Hi everybody, I know, we are on a ASM forum but It's the end of holliday (here in France, in the south) but for Tuesday, I have to do a lot of homework and I 've not so much time to do it. It's in Mathematics : Does someone know how I can solve the following: cos˛(x+pi/3)-sin˛(2x+pi/4)=0 Thankx very much and sorry to ask this question here Vom-bonjour:-() PS:I did not manage to put the pi symbol.
Posted on 2001-02-16 11:03:00 by Vom-bonjour:-()
what you have there is the difference of two perfect squares. x^2 -y^2 = 0 (x-y)(x+y)=0 x is the cos term and y is the sin term. rewrite cos(a) as sin(90-a) and solve x-y =0 and x+y =0. For x-y=0, you will get sin(c) - sin(d) = 0 c=d ---> solve for x. For x+y=0, you will get sin(c)+sin(d) = 0 therefore, c= 180-d . solve for x. done!

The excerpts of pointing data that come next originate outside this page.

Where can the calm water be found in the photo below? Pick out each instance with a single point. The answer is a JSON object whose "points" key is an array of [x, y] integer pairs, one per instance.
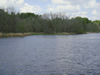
{"points": [[50, 55]]}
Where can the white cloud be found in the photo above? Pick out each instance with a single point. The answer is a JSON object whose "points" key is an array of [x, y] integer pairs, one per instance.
{"points": [[11, 3], [30, 8], [84, 8], [19, 5]]}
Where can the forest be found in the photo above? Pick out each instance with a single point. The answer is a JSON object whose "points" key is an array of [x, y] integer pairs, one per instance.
{"points": [[12, 22]]}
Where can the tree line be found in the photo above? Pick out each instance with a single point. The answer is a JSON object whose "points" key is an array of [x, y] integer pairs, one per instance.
{"points": [[10, 21]]}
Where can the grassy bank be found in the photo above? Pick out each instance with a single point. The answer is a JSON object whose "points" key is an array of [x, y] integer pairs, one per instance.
{"points": [[30, 33]]}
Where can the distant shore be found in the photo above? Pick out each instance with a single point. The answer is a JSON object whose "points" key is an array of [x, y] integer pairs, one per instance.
{"points": [[30, 33]]}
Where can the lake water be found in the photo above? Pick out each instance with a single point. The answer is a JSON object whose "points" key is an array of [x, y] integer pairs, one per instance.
{"points": [[50, 55]]}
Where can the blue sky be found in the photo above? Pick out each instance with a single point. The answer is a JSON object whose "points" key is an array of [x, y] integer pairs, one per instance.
{"points": [[71, 8]]}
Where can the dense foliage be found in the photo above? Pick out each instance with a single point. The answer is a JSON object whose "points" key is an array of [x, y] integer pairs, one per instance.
{"points": [[47, 23]]}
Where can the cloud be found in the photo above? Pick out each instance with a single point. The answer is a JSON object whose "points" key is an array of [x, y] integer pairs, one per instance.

Posted on 2001-02-16 11:22:00 by Hel
***geesh***
Posted on 2001-02-16 12:03:00 by JimmyClif
Thankx very much, i didn't think to a˛-b˛=... Thankx Vom-bonjour:-()
Posted on 2001-02-16 12:04:00 by Vom-bonjour:-()
Hel, there are actually four solutions. sin(c) = sin(d) implies c = d OR c = 180 - d. Also, sin(c) = - sin(d) implies c = 180 + d (not 180 - d) OR c = -d. Here c = 30 - x, d = 45 + 2x so there are four solutions for x.